Gama hanya berjalan mengikuti Kirana dari satu toko ke toko lain. Melihat wanita itu menawar dengan logat jawa yang sulit Gama pahami. Sebenarnya dalam diri Gama memiliki darah Jawa yang kental dari ayahnya, tapi dari sejak lahir dirinya dibesarkan di ibukota. Dia tidak tahu adat atau kebudayaan leluhurnya.
Dulu sekali, ketika ibunya masih hidup, ayahnya pernah mengajak pulang ke Surakarta. Mengunjungi Nenek dan Kakeknya yang masih tinggal di kawasan keraton Surakarta. Dan, ketika hubungannya dengan sang ayah memburuk, Gama tak pernah lagi diajak untuk mengunjungi keluarganya di sana.

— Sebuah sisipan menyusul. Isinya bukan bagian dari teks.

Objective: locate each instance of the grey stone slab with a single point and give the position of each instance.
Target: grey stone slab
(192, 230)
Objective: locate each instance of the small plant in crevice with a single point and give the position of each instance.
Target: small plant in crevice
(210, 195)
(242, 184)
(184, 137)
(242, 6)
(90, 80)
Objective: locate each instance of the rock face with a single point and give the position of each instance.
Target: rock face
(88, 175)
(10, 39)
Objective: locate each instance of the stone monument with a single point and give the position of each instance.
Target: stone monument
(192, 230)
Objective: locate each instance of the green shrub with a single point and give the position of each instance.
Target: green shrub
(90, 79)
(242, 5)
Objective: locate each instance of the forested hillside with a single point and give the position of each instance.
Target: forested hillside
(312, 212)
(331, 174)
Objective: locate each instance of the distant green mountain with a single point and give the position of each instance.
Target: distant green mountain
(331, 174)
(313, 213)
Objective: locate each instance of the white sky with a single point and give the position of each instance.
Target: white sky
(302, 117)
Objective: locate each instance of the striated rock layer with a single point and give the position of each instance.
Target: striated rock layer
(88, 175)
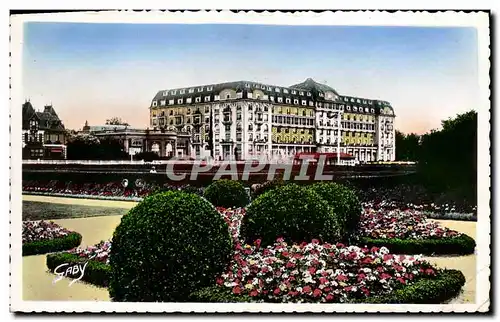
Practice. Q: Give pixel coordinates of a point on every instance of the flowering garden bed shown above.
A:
(40, 237)
(309, 272)
(409, 232)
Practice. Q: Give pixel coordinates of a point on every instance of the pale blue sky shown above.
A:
(96, 71)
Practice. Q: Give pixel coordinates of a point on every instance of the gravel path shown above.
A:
(37, 281)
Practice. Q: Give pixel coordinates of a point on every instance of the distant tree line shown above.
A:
(447, 158)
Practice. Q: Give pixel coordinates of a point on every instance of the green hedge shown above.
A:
(293, 212)
(69, 241)
(166, 247)
(461, 245)
(440, 289)
(96, 273)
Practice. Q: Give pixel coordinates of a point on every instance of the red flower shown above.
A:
(342, 277)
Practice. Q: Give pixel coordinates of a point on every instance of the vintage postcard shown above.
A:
(250, 162)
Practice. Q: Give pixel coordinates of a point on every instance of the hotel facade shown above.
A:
(244, 120)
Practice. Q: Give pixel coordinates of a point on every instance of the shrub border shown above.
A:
(461, 245)
(38, 247)
(96, 273)
(446, 286)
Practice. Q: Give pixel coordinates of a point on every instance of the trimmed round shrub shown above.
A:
(226, 193)
(344, 203)
(460, 245)
(166, 247)
(44, 246)
(293, 212)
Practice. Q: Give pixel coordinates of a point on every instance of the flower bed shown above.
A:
(409, 232)
(40, 237)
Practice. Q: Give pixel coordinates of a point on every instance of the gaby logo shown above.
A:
(67, 270)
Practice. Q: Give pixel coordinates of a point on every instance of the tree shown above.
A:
(116, 121)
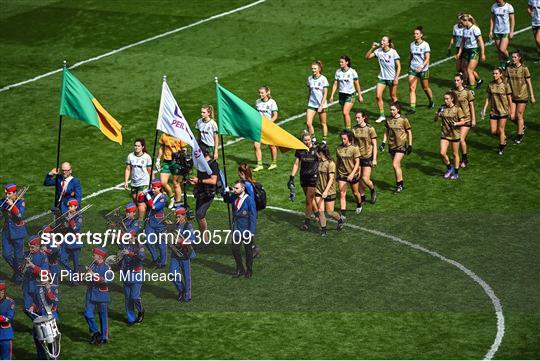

Bahkan ketika kakeknya meninggal, Gama tidak diberitahu.
"Pak, ini bagus, deh dipake Bapak."
Tahu-tahu Kirana sudah memakaikan blangkon ke kepala Gama. Bola mata lelaki itu bergerak ke atas. "Apa ini, Kirana?"
"Blangkon. Tuh kan, saya bilang juga apa." Kirana memundurkan badannya agar bisa menyaksikan lelaki di depannya dengan seksama.